The 508 is a habanero based chipotle sauce and sets itself apart from the plethora of chipotle hab sauces with a clever spice blend and use of tomatoes, cilantro, and enough habanero peppers to make you wake up and say, “WHOA”!!! It pairs with everything from eggs to fajitas, to steak (add it to some steak sauce!! Just sayin…..), chicken, shrimp, cheese, cardboard, asphalt, etc etc etc. It’s that good!
I haven’t had the 608 Pineapple Habanero Hawaiian inspired sauce yet, but the reviews I’ve read have been excellent. I’m not surprised. I need to try some soon. The chile garlic 708 sauce is due out in the fall, and I can’t wait to try both of these sauces.
Last but not least, we have the 808 naga jolokia sauce. Not just a straight heat, vinegar, yada yada..blah hot blah…ghost pepper…yawn sauce, Big Fat’s honored the naga jolokia pepper’s origins, and used Indian inspired flavor profiles. Very, very nice and very, very hot, this sauce packs a mean heat punch but not a knockout punch, making it suitable for folks not in the “I want to kill myself with the hottest thing I can find” category! This sauce also has a little ancho chile in the mix for a flavor twist, allowing for a nice layering effect with the heat profile. I would use this sauce to compliment an Indian dish, or to jazz up a pot of something on the stove, but do be careful just pouring it on a steak or….(oops! Indian flavor profile! Scratch the beef reference!!) chicken, pork, shrimp, etc etc etc. Not surprisingly, this is the only one of the six sauces I have that still has a lot left in the bottle!

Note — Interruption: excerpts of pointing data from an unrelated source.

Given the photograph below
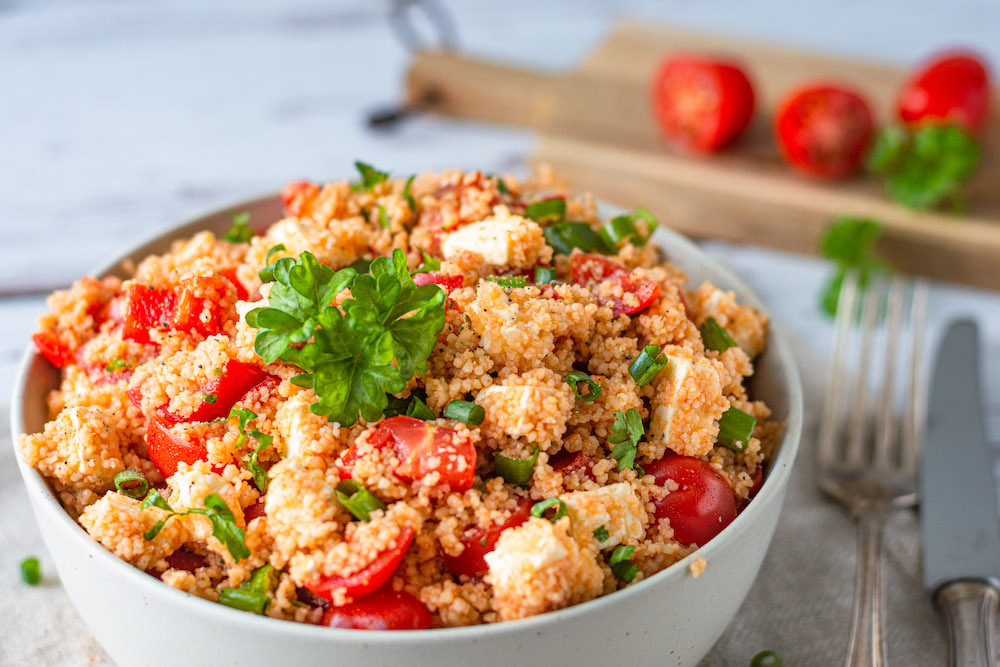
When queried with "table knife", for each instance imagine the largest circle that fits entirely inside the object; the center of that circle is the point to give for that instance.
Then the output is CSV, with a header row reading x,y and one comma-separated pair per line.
x,y
958,503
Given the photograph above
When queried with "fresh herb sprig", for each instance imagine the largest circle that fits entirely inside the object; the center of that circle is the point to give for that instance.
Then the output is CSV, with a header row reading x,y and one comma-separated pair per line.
x,y
850,243
355,355
924,168
626,432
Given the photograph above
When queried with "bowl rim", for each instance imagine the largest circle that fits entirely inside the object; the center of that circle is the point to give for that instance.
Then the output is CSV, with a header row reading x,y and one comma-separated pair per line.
x,y
40,492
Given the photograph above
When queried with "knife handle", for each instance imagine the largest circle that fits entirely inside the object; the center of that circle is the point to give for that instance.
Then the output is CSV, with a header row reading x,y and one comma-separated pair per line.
x,y
970,611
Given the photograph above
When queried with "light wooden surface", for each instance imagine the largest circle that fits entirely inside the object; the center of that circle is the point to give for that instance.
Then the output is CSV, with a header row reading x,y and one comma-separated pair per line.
x,y
118,119
597,129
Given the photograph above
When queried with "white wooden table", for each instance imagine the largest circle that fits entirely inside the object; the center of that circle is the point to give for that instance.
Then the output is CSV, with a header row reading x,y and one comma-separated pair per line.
x,y
119,119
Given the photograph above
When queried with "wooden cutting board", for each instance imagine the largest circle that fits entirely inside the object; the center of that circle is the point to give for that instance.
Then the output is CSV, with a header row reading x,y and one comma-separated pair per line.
x,y
598,132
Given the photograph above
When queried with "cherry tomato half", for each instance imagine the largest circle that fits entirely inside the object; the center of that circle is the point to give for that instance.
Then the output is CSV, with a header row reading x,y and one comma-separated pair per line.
x,y
701,104
385,609
824,130
371,577
421,450
480,541
701,506
953,87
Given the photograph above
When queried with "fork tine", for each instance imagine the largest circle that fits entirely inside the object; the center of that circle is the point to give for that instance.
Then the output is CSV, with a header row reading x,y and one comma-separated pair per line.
x,y
916,404
886,453
832,408
859,404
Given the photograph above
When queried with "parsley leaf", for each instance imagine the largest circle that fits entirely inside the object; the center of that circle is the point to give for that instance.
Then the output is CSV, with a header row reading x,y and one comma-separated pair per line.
x,y
356,354
626,431
925,167
370,177
850,243
240,232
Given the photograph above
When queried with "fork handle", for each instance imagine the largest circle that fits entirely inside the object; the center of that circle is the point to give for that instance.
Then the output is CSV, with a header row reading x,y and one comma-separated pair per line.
x,y
866,646
970,611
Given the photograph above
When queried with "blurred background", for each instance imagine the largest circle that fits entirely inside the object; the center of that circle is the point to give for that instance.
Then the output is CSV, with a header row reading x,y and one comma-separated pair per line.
x,y
119,119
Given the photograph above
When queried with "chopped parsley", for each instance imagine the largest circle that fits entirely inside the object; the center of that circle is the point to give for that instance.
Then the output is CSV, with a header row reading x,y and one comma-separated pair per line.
x,y
626,432
240,232
354,355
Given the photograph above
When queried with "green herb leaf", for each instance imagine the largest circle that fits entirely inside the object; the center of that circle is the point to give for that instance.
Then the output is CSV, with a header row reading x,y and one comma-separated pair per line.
x,y
621,563
626,432
927,166
370,177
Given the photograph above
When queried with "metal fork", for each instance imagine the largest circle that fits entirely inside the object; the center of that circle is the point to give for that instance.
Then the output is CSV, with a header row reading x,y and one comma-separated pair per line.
x,y
868,459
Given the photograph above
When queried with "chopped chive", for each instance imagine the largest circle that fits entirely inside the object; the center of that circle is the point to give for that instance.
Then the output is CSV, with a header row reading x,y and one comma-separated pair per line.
x,y
715,337
117,364
510,281
767,659
358,500
563,237
621,563
623,228
547,210
544,275
647,365
538,509
516,471
465,412
132,483
419,410
31,571
593,389
735,428
244,600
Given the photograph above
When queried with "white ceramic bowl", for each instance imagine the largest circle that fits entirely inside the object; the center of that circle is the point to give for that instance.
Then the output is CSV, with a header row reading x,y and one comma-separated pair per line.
x,y
670,618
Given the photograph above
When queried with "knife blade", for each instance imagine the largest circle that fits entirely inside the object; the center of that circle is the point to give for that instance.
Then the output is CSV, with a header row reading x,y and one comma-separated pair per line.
x,y
958,509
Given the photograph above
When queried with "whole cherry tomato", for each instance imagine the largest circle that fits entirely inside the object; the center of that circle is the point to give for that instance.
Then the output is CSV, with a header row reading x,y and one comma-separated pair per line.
x,y
701,506
824,130
701,103
385,609
953,88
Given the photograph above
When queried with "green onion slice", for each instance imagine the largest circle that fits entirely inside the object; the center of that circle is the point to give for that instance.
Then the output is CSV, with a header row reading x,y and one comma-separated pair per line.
x,y
623,228
516,471
510,281
358,500
715,337
31,571
621,563
547,210
647,365
465,412
132,483
244,600
593,389
419,410
544,275
538,509
565,236
735,427
766,659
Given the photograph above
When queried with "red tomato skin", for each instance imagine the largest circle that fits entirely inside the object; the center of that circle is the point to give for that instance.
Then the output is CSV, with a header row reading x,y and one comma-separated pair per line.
x,y
472,559
385,609
824,130
702,505
701,104
49,346
371,577
415,444
447,283
954,87
297,195
167,450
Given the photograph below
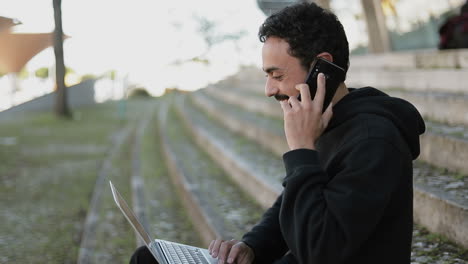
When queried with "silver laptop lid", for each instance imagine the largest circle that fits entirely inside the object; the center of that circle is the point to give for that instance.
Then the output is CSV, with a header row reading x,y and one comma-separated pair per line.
x,y
132,219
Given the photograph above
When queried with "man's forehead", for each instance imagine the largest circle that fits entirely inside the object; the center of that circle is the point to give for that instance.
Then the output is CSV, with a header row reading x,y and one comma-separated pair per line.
x,y
275,55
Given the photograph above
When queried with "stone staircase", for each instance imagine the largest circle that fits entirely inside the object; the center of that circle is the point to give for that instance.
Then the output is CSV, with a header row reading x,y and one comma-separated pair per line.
x,y
222,146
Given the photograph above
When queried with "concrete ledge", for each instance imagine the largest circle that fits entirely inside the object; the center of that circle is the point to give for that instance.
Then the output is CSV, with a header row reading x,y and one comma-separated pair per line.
x,y
437,214
420,59
201,221
441,216
441,80
264,137
247,178
442,107
445,152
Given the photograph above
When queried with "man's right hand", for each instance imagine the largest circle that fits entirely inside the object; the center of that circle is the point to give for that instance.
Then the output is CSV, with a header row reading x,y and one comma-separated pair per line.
x,y
232,251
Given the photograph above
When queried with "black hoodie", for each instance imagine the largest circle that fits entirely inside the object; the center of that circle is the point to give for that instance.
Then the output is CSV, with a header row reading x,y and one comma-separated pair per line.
x,y
351,200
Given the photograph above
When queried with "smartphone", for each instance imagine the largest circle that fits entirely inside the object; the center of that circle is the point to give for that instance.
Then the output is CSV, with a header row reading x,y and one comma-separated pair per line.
x,y
334,75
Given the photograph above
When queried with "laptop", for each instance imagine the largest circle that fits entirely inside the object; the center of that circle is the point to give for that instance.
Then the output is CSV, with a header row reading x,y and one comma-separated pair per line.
x,y
165,252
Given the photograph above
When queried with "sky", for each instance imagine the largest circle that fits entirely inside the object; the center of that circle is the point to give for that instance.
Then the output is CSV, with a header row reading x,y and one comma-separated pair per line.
x,y
141,39
144,38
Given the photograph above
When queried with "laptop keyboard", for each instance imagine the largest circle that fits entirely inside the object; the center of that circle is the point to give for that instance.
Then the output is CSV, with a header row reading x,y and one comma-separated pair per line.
x,y
183,254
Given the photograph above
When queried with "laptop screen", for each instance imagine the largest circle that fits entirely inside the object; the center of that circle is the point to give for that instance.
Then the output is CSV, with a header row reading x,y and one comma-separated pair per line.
x,y
130,215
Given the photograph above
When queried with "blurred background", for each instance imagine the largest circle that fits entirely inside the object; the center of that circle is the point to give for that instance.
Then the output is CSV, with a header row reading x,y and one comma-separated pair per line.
x,y
164,98
183,44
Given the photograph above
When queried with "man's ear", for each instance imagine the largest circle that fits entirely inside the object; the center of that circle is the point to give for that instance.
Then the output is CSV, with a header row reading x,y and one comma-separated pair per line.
x,y
326,55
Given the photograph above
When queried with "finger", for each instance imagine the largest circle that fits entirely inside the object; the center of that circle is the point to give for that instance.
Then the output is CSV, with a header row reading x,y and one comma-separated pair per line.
x,y
233,253
210,247
326,117
294,103
224,251
216,246
320,94
285,106
305,92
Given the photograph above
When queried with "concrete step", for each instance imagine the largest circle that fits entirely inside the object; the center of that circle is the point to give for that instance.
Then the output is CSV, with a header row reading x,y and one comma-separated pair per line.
x,y
454,218
217,207
419,59
447,108
158,209
443,145
242,158
438,80
267,130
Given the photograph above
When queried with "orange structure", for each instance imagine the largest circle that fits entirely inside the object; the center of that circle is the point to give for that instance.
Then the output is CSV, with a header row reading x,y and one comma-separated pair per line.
x,y
16,49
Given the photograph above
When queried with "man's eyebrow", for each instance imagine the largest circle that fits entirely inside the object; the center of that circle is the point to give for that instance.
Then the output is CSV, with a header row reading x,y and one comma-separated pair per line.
x,y
271,69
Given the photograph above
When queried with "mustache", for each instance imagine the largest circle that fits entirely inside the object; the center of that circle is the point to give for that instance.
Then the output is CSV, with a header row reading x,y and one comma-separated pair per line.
x,y
281,97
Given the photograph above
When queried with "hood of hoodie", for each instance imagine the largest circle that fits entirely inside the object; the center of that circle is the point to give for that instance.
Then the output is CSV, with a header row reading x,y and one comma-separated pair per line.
x,y
372,101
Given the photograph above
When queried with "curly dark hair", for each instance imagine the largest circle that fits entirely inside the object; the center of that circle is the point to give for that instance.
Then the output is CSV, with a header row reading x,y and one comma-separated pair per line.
x,y
309,30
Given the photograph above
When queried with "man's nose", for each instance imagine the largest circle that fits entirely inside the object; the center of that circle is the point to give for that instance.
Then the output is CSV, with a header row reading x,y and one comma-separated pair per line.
x,y
270,89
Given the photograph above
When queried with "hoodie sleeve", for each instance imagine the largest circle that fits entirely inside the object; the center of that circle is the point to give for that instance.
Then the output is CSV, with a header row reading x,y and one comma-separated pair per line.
x,y
327,220
265,238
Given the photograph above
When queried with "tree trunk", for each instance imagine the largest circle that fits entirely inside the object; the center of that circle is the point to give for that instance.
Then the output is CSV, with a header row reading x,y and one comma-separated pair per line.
x,y
61,104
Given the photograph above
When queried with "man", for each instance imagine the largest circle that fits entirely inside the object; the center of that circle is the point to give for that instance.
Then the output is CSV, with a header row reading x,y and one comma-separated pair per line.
x,y
454,32
347,194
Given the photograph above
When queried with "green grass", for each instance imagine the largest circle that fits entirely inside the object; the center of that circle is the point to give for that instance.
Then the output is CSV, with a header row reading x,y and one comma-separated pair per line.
x,y
47,179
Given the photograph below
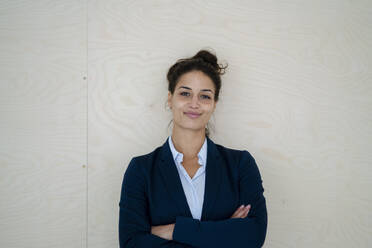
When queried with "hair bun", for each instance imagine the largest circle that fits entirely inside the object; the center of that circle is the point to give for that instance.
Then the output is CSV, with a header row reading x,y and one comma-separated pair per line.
x,y
210,59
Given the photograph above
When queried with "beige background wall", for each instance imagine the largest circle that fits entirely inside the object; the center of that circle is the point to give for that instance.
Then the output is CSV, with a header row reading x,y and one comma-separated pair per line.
x,y
83,90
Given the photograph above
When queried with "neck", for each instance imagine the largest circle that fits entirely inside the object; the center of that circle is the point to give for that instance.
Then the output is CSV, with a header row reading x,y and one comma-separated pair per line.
x,y
188,142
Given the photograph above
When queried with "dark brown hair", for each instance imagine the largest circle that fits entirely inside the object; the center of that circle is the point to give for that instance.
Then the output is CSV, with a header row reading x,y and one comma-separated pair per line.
x,y
204,61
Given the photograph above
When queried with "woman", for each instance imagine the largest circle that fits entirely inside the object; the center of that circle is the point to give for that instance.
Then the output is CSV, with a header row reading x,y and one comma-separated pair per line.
x,y
191,192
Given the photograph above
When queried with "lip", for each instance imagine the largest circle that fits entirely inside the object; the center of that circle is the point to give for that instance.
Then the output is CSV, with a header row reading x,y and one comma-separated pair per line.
x,y
192,115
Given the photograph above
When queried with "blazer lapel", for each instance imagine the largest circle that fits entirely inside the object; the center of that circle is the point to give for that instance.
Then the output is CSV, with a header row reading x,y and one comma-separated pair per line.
x,y
212,179
172,180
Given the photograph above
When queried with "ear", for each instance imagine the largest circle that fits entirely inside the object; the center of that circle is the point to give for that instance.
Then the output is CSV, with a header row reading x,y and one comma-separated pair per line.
x,y
169,99
215,105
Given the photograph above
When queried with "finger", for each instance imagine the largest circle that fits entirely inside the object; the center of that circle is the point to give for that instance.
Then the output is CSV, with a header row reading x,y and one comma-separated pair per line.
x,y
238,210
246,211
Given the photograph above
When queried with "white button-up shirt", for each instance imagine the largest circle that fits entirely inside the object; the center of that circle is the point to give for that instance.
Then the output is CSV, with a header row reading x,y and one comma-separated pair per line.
x,y
193,187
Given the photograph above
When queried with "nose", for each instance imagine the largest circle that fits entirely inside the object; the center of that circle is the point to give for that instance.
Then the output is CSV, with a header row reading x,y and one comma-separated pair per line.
x,y
195,101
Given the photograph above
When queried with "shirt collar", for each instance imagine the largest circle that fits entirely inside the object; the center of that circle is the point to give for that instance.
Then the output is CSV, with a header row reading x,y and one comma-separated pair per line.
x,y
177,156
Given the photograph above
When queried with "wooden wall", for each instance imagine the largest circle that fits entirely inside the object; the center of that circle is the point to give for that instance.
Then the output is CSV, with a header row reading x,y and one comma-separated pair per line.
x,y
83,90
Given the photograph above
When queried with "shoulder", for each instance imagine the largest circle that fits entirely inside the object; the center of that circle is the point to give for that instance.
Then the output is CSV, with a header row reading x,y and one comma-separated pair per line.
x,y
143,163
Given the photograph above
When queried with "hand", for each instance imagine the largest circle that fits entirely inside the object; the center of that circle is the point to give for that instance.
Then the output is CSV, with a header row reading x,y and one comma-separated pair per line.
x,y
163,231
241,212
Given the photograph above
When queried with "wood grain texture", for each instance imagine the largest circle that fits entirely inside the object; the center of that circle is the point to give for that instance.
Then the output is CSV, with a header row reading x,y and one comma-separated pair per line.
x,y
43,124
297,95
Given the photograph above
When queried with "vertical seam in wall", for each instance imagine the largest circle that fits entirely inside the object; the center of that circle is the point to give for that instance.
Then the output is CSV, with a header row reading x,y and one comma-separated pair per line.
x,y
87,121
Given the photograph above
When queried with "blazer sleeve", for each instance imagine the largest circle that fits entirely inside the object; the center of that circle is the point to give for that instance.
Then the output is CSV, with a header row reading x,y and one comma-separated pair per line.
x,y
134,226
236,232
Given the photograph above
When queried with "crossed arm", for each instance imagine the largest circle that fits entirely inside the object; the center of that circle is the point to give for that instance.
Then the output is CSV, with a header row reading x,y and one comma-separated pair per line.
x,y
245,228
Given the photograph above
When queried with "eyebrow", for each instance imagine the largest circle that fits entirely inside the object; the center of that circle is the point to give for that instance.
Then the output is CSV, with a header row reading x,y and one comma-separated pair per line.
x,y
185,87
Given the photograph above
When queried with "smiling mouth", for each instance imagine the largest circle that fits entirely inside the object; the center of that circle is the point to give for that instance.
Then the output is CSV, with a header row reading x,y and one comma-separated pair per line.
x,y
192,115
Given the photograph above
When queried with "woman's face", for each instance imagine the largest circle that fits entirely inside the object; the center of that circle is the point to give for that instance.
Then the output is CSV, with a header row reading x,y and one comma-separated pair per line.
x,y
192,102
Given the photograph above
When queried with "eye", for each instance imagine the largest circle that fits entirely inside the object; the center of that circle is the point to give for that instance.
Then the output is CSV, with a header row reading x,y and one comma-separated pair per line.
x,y
184,93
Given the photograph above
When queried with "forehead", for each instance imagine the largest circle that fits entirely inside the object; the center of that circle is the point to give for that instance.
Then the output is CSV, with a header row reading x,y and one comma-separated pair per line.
x,y
195,80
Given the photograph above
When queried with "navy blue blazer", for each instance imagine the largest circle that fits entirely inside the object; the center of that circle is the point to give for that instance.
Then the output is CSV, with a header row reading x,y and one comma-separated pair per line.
x,y
152,194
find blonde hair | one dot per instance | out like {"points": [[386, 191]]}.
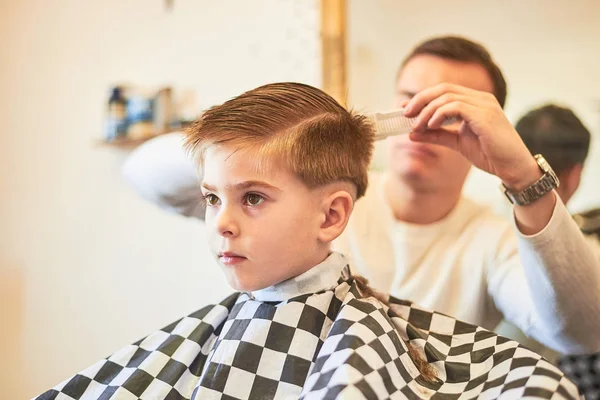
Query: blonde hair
{"points": [[301, 126]]}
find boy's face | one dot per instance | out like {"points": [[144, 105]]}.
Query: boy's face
{"points": [[262, 227]]}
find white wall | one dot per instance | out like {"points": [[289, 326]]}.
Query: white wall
{"points": [[548, 51], [96, 267]]}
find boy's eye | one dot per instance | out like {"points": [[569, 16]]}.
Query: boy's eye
{"points": [[253, 199], [211, 199]]}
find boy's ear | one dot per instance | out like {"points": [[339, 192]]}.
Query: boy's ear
{"points": [[337, 208]]}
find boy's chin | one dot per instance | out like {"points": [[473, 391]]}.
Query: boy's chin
{"points": [[242, 285]]}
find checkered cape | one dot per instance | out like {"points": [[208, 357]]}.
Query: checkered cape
{"points": [[332, 344]]}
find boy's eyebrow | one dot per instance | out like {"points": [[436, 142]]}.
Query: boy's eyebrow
{"points": [[407, 93], [243, 185]]}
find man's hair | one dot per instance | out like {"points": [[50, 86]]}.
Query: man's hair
{"points": [[295, 124], [557, 134], [457, 48]]}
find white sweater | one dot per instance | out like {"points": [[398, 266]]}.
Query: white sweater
{"points": [[466, 265]]}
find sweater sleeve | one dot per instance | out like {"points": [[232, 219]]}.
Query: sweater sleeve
{"points": [[161, 172], [550, 287]]}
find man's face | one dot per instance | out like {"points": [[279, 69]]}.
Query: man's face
{"points": [[262, 227], [426, 166]]}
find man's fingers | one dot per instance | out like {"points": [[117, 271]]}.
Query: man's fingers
{"points": [[423, 98], [454, 109], [424, 117]]}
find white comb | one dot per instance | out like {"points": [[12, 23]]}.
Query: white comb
{"points": [[395, 123]]}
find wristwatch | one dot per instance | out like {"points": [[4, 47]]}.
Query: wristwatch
{"points": [[548, 182]]}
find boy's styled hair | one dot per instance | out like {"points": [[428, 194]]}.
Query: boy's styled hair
{"points": [[299, 126], [458, 48]]}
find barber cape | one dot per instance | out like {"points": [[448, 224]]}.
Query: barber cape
{"points": [[317, 337]]}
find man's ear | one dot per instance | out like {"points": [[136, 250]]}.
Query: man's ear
{"points": [[336, 208]]}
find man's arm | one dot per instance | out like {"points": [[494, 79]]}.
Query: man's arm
{"points": [[558, 289], [161, 172], [550, 287]]}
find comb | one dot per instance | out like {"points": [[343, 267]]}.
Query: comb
{"points": [[394, 123]]}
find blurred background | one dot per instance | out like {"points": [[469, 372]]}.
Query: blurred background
{"points": [[86, 266]]}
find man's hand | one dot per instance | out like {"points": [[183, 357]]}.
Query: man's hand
{"points": [[485, 136]]}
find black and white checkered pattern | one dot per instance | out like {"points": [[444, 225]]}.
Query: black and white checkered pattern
{"points": [[332, 344], [584, 370]]}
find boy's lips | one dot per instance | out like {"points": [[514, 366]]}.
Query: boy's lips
{"points": [[231, 258]]}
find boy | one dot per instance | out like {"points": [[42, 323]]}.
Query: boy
{"points": [[283, 165]]}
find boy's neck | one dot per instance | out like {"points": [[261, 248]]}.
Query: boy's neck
{"points": [[319, 277]]}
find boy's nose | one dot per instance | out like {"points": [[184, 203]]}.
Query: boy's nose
{"points": [[226, 223]]}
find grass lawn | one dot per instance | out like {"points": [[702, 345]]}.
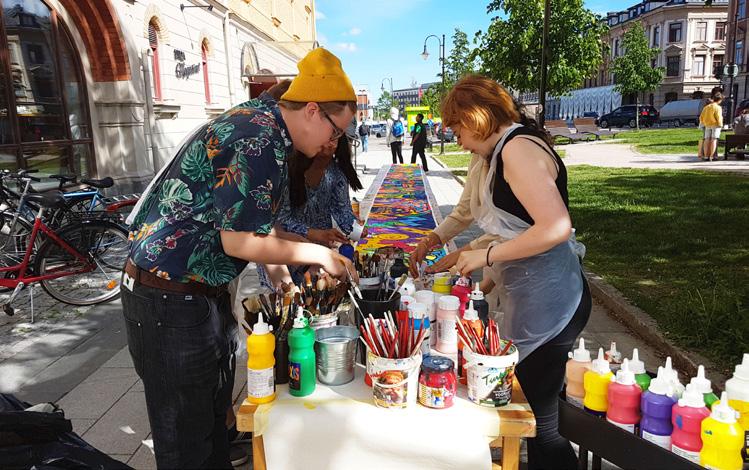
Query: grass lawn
{"points": [[664, 141], [676, 244]]}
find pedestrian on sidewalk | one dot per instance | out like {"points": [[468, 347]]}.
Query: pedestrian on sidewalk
{"points": [[711, 118], [211, 212], [419, 142], [394, 137], [536, 266]]}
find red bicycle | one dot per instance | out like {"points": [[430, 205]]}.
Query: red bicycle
{"points": [[78, 264]]}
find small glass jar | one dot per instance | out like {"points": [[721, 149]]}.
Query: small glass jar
{"points": [[437, 382]]}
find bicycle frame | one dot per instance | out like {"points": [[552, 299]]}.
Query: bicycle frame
{"points": [[21, 268]]}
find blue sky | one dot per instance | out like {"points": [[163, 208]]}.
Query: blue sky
{"points": [[384, 38]]}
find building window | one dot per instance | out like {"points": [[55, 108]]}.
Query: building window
{"points": [[672, 66], [204, 63], [701, 32], [674, 32], [44, 116], [720, 31], [698, 68], [153, 43]]}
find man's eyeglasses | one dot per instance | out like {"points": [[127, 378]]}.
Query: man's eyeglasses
{"points": [[337, 131]]}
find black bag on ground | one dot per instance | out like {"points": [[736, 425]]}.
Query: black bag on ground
{"points": [[44, 441]]}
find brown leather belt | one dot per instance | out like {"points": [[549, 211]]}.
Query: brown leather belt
{"points": [[150, 279]]}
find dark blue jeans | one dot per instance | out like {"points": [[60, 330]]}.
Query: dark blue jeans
{"points": [[183, 348]]}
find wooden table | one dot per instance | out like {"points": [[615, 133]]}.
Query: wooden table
{"points": [[514, 424]]}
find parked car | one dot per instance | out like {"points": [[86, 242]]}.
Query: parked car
{"points": [[682, 112], [625, 116]]}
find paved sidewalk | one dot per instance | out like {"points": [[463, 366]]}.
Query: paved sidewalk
{"points": [[108, 406]]}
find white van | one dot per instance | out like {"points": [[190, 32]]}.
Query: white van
{"points": [[682, 112]]}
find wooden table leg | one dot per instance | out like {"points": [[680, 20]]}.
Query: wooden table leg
{"points": [[258, 453], [511, 453]]}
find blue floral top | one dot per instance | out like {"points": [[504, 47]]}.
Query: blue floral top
{"points": [[231, 177]]}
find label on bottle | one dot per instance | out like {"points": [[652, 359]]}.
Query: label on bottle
{"points": [[447, 332], [295, 376], [260, 383], [575, 401], [661, 441], [627, 427], [687, 454]]}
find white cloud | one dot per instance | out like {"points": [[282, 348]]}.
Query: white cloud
{"points": [[345, 47]]}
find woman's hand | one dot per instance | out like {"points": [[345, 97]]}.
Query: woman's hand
{"points": [[326, 237], [471, 260]]}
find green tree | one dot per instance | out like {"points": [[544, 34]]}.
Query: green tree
{"points": [[633, 70], [510, 49]]}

So there you have it! I have to apologize to Jeremy for taking so so long to profile his outstanding lineup of sauces, but it has allowed me to experience them in my daily journey of flavor and heat, so I feel pretty well equipped to comment….and to brag on him! So like I said, folks…. Jeremy Walsh’s Big Fat’s Hot Sauce gives you Big Fat Flavor, Big Fat Heat, Big Fat Creativity, and makes for a Big Fat success in the hotsauce world!!! Thanks for reading and remember, It’s a Fiery World!